EvanSheehan-LookingOutwards-1

by Evan @ 1:56 am

Mandala (A Musical Palindrome)

[youtube=https://www.youtube.com/watch?&v=_4GbaK22jjw]

A friend of mine sent me this piece recently because of my FaceOSC project. The guy used the planets of our solar system to generate a piece of music by assigning each planet a pitch and then playing that pitch each time that planet completed an orbit about the sun. The periodicity of the orbits of the planets results in a piece of music that is the same as backwards and forwards if you let it play out long enough.

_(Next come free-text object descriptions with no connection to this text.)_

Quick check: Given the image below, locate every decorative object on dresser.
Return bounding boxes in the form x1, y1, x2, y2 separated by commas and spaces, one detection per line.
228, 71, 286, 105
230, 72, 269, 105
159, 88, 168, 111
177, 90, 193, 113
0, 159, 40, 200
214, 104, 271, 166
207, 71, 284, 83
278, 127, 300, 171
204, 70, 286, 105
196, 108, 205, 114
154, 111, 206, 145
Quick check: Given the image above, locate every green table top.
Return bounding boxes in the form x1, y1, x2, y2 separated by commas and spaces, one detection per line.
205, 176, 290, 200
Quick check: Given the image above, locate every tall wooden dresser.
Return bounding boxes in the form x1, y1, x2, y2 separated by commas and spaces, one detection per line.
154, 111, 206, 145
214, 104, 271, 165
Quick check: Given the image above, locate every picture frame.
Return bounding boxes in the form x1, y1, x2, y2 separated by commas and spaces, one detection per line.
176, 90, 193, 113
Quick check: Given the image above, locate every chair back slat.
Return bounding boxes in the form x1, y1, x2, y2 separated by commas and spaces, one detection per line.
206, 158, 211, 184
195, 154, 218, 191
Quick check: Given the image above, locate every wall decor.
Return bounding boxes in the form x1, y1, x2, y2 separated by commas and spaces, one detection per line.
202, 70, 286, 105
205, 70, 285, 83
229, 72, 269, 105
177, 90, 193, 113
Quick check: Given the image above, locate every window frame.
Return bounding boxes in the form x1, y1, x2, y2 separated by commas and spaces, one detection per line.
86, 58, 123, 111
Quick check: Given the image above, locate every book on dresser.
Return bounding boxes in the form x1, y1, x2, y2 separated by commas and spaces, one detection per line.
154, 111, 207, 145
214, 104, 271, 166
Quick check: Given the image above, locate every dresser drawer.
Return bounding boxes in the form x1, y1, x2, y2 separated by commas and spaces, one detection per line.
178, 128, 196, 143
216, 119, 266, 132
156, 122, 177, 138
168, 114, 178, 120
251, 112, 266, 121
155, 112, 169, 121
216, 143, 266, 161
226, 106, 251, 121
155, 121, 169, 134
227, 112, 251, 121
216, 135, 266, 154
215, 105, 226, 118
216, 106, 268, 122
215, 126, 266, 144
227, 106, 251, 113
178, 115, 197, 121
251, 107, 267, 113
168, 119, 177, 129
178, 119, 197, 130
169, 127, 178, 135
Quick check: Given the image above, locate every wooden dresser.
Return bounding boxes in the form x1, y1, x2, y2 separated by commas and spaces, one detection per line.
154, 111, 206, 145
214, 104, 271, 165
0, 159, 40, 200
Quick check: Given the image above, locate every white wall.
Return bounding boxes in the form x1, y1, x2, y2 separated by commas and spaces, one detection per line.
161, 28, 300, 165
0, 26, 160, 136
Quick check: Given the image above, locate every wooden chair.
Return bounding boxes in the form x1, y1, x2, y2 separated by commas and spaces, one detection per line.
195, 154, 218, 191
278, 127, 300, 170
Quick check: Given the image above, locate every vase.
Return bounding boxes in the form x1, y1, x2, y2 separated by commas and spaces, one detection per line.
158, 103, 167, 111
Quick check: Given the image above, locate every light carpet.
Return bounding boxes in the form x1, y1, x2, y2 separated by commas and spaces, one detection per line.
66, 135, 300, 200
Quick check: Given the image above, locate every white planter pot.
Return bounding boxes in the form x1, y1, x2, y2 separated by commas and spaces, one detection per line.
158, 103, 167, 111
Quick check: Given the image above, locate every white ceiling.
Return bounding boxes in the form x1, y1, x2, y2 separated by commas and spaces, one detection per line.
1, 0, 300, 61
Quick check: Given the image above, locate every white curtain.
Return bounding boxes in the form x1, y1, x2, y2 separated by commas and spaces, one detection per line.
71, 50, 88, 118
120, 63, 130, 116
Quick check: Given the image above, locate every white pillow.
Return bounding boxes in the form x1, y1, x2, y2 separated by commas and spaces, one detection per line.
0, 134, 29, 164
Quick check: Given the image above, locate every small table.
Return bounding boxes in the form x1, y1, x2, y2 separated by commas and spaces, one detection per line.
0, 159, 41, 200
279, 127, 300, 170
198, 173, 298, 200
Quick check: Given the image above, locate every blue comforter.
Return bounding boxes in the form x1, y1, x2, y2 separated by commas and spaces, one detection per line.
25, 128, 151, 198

I love this piece for several reasons. One: SCIENCE. Two: I really like the notion of making art from physical phenomenon. Three: as a musician, I enjoy it when people take data typically represented visually and present it aurally.

I really enjoyed the visualizations in this piece: the demonstration of a planet’s natural sine wave and the evidence that the piece is a palindrome. But I think the piece as a whole was too text heavy. A lot of information could have been conveyed visually and might have made the piece more fun to watch.

Meek•FM
[vimeo=https://vimeo.com/35146511]

Here’s another interesting project that converts visual data to sound. They built a board that allows you to control letterforms projected by the device. But the letterforms are parsed into sounds as well as light, so the board is also an instrument of sorts.

Again, I love the blending and blurring of audio and visual information. I also love the craftsmanship and interactivity of the board. It strikes me as a very engaging piece. It’s the kind of thing that’s inspired me ever since I was a kid visiting science and natural history museums to make things.

Magnetic Movie
[youtube=https://www.youtube.com/watch?v=IT2AQC3X5bk]

Based, I believe, on the audio track, this movie is an artist’s conception of what magnetic fields look like. I love the lines; they remind me of many renderings of chaotic maps I’ve seen. I don’t know that this is really a form of computational art, but it is art inspired by science. It’s something of a shame that those are not real magnetic fields, but it’s still fun to watch.